Congressman Greg Walden (R-Hood River) wants robo calls to go the way of the rotary telephone.

Walden has introduced a bill in Congress aimed at reducing interruptions from automated calls, legislation he discussed at a town hall at the Elgin Community Center Monday morning. The number of robo calls people receive is astounding, the congressman said.

“Oregonians received 12.8 million robo calls in May,” Walden said.

Describing robo calls as extremely annoying, Walden added that Americans received a total of 47.8 billion in 2018.

The legislation Walden introduced would give phone companies the ability to filter out these unwanted calls.

“Carriers could crack down on robo callers,” Walden said.

Walden’s bill, HR 3375, is now in the House’s Committee on Energy and Commerce. The legislation is in the committee’s subcommittee on Communication and Technology, which Walden chairs.

The 10-term congressman also discussed health care legislation he is preparing to introduce that would protect patients from surprise medical bills that are shockingly high.

To illustrate the need for such legislation, Walden cited the recent experience of a woman in the United States who was receiving a check-up from her doctor after being successfully treated for an illness. At the end of the appointment, her physician ordered a urine test to confirm that her recovery was complete.

Later, the patient, who had health insurance, was shocked to receive a bill of $17,850 for the urine test.

“A doctor told me it should have cost just $100,” Walden said.

The reason for the exorbitant bill is that the woman’s health care provider sent the urine sample to a lab outside the network covered by her insurance. Walden said there are many other examples of such surprise bills. Many involve patients who received urgent life-saving care.

Walden did not specifically explain how his “No Surprise” bill would work, but a news release from his office said the legislation would limit patients’ bills to their in-network cost sharing amount in emergency situations. He said this only makes sense when a patient has little to no control over who gives them life-saving care and can “hardly be expected to make sure everyone is in-network.”

Walden also talked about the need to address the increasing number of devastating forest fires in the West.

“Fifty-six percent of the Forest Service’s budget is spent on fighting fires. It was not that long ago that it was just 16%,” he said.

The increase in catastrophic wildfires is having a detrimental impact on summer air quality, one exacting a terrible health toll. Walden said that according to research from Colorado State University, up to 25,000 people are dying prematurely each year in the United States because of wildfire smoke.

Walden said he has introduced the Federal Forests Resiliency Act, which would reduce the likelihood of catastrophic fires in part by downscaling environmental restrictions now in place for the removal of trees weakened by insects and disease. This will lessen the build-up of fuels for fires.

Walden was criticized by some at Monday’s town hall for his support of the Equality Act of 2019, which the House passed in May and now is in the Senate. The legislation, if it becomes law, would amend the Civil Rights Act so that discrimination on the basis of sexual orientation and gender identity would be banned.

Walden defended his vote by stating he opposes exclusion.

“I don’t support discrimination.
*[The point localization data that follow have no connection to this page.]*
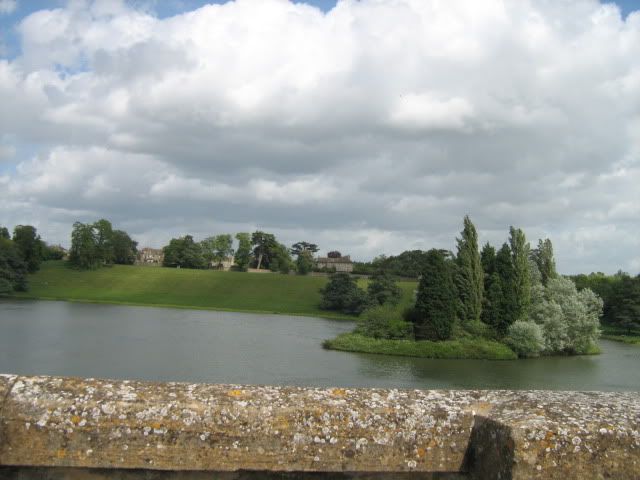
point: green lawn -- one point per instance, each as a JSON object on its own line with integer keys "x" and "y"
{"x": 202, "y": 289}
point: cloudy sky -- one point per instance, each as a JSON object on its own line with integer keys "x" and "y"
{"x": 368, "y": 126}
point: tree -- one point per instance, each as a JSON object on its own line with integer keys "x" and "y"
{"x": 29, "y": 246}
{"x": 502, "y": 293}
{"x": 243, "y": 253}
{"x": 280, "y": 259}
{"x": 543, "y": 258}
{"x": 626, "y": 310}
{"x": 52, "y": 252}
{"x": 300, "y": 247}
{"x": 383, "y": 322}
{"x": 217, "y": 249}
{"x": 304, "y": 262}
{"x": 264, "y": 245}
{"x": 525, "y": 338}
{"x": 84, "y": 253}
{"x": 469, "y": 274}
{"x": 569, "y": 318}
{"x": 183, "y": 252}
{"x": 342, "y": 294}
{"x": 125, "y": 250}
{"x": 521, "y": 275}
{"x": 104, "y": 241}
{"x": 383, "y": 289}
{"x": 436, "y": 301}
{"x": 488, "y": 260}
{"x": 13, "y": 269}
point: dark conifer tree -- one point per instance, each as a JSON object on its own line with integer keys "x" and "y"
{"x": 436, "y": 302}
I believe Americans should live their lives as they want to,” he said.

Walden said he does not believe the Equality Act of 2019 will be approved.

“If it gives you any comfort, I do not believe the Senate will take it up,” he told an audience member who opposes the legislation.

The Equality Act of 2019 is now in the Senate Judiciary Committee where it has not been voted on, according to

Walden was also asked about the recent walkout by the 12 Republicans in the Oregon Senate to stop a vote on House Bill 2020, the controversial piece of climate change legislation. Many of the Republican senators left the state to avoid the Oregon State Police, who Gov. Kate Brown had sent after them in an effort to induce them to return. The Republican lawmakers succeeded in stopping the Senate from having the quorum needed to conduct a vote on HB 2020.

Walden said he is upset that the Republican senators had to resort to such an extreme measure.

“(The Republican senators) shouldn’t have to leave the state to be heard. That is not the Oregon way,” he said.